Equity is the difference between how much house is worth and the total amount of loans or other liens that are secured by the house. For example if you buy a $200,000 house and make a 5% down payment of $10,000, you would get a loan for $190,000. Assuming you do not finance any of your closing costs or mortgage insurance, your equity in the home would be $10,000 or 5% of the home. Here is the math: $200,000 – $190,000 = $10,000.

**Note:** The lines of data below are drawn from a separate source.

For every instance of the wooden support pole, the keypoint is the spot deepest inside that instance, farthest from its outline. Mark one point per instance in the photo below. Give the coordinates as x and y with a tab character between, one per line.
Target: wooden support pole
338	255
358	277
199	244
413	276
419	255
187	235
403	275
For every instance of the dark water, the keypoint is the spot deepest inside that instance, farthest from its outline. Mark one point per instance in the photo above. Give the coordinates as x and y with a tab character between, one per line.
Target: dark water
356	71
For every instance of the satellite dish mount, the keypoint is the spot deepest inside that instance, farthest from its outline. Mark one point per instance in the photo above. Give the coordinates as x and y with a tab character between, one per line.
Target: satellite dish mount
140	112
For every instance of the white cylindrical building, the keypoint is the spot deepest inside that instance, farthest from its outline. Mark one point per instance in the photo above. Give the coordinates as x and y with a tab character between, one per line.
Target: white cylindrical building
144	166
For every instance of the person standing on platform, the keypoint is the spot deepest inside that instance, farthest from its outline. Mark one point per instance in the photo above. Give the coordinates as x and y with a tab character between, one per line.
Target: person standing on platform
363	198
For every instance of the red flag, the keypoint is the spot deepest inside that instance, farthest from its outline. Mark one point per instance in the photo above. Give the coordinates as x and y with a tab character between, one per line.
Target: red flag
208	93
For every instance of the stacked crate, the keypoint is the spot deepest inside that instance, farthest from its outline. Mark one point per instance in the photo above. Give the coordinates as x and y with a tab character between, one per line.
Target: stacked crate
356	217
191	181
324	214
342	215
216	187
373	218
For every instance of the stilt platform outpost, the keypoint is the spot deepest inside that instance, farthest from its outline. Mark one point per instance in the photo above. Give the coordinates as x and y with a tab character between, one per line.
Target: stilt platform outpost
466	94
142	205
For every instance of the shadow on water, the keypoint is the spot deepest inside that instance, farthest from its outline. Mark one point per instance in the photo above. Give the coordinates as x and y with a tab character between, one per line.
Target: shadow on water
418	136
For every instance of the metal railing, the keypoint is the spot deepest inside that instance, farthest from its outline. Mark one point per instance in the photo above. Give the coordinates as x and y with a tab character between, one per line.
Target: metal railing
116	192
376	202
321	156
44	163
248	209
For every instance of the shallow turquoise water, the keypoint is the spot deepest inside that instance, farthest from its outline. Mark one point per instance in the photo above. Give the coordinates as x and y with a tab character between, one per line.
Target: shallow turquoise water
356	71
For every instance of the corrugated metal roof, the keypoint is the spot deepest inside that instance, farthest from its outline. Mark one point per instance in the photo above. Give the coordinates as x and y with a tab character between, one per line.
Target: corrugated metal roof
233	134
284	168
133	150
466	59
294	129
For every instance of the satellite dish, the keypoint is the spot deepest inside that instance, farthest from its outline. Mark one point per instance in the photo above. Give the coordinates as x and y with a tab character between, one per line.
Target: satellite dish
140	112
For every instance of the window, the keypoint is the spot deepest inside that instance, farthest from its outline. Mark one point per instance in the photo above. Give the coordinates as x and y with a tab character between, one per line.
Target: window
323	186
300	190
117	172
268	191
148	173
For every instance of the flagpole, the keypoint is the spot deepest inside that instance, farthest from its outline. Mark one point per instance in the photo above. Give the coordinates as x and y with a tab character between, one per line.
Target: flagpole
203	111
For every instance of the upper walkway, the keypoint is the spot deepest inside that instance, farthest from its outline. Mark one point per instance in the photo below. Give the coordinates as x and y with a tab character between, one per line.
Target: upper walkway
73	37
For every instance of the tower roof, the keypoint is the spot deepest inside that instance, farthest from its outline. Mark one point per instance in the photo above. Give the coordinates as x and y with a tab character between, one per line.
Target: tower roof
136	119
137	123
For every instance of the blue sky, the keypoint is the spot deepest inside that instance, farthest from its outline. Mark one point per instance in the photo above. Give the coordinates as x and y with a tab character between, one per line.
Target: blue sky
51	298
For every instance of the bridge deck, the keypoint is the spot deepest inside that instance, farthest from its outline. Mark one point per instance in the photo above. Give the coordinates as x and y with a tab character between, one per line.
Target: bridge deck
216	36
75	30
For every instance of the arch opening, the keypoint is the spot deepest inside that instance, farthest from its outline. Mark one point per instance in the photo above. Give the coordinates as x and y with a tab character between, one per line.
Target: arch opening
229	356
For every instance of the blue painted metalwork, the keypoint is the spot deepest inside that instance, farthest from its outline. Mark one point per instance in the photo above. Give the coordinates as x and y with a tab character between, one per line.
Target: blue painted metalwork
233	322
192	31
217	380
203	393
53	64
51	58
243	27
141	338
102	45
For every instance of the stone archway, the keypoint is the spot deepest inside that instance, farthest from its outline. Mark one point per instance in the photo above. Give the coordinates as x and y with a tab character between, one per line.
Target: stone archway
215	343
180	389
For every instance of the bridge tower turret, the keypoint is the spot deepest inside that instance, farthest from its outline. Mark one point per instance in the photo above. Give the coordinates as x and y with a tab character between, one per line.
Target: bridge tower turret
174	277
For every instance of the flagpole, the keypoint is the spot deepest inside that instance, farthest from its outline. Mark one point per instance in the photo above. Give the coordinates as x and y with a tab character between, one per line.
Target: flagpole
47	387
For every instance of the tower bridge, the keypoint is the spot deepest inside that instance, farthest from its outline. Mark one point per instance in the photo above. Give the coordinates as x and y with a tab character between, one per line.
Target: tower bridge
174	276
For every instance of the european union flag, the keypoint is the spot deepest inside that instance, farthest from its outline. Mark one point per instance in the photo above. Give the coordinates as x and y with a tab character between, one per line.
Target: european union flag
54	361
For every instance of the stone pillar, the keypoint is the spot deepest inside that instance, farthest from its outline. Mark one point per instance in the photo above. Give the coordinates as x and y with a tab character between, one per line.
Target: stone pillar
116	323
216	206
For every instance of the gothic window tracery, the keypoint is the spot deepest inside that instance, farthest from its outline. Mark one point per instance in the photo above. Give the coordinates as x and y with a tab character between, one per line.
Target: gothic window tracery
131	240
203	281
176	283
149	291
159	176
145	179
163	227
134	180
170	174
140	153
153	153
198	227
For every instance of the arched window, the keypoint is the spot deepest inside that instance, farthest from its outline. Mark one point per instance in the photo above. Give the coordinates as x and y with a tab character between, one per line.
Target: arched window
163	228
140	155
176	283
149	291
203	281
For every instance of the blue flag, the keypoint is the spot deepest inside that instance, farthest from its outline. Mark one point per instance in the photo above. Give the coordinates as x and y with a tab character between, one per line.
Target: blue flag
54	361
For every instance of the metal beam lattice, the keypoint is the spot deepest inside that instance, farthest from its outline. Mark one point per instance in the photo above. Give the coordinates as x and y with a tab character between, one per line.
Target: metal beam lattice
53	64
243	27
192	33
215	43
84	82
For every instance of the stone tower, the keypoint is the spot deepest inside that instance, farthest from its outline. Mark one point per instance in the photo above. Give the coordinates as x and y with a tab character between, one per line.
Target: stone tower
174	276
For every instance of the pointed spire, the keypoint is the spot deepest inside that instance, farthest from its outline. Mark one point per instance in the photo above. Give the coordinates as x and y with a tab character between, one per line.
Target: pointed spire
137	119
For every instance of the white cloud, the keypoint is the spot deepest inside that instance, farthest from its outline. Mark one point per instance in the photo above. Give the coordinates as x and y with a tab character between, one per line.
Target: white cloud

As you pay down the principal on your mortgage loan, your equity goes up. By paying a little extra each month toward the principal on your loan amount your equity in your home will increase more rapidly. Equity in your home can also increase if the value of your home goes up over time due to changes in your real estate market. The opposite is also true. The value of your home and your equity in your home can decrease as a result of the changes to your local real estate market.
What is Loan-to-Value?
A related concept to “equity” is called loan-to-value. Loan-to-value (ltv) is the percentage of the loan relative to the current fair market value of a property. Based on the above example the loan-to-value would be calculated as follows: (190,000/$200,000) X 100 = 95%
Various loan programs like FHA, VA, Conventional, and USDA have maximum loan- to-value limits which the lender must conform to when they are making mortgage loans.
What is FMV?
Mortgage lenders are very careful to make sure they have an accurate and unbiased assessment of the value of the property being considered for financing. This independent assessment of the value of the home is called the Fair Market Value (FMV). The lender hires a licensed real estate appraiser to complete an appraisal on the property and to calculate the properties Fair Market Value (FMV). The cost of the appraisal is usually paid by the borrower and costs around $400-$500 and is typically not refundable.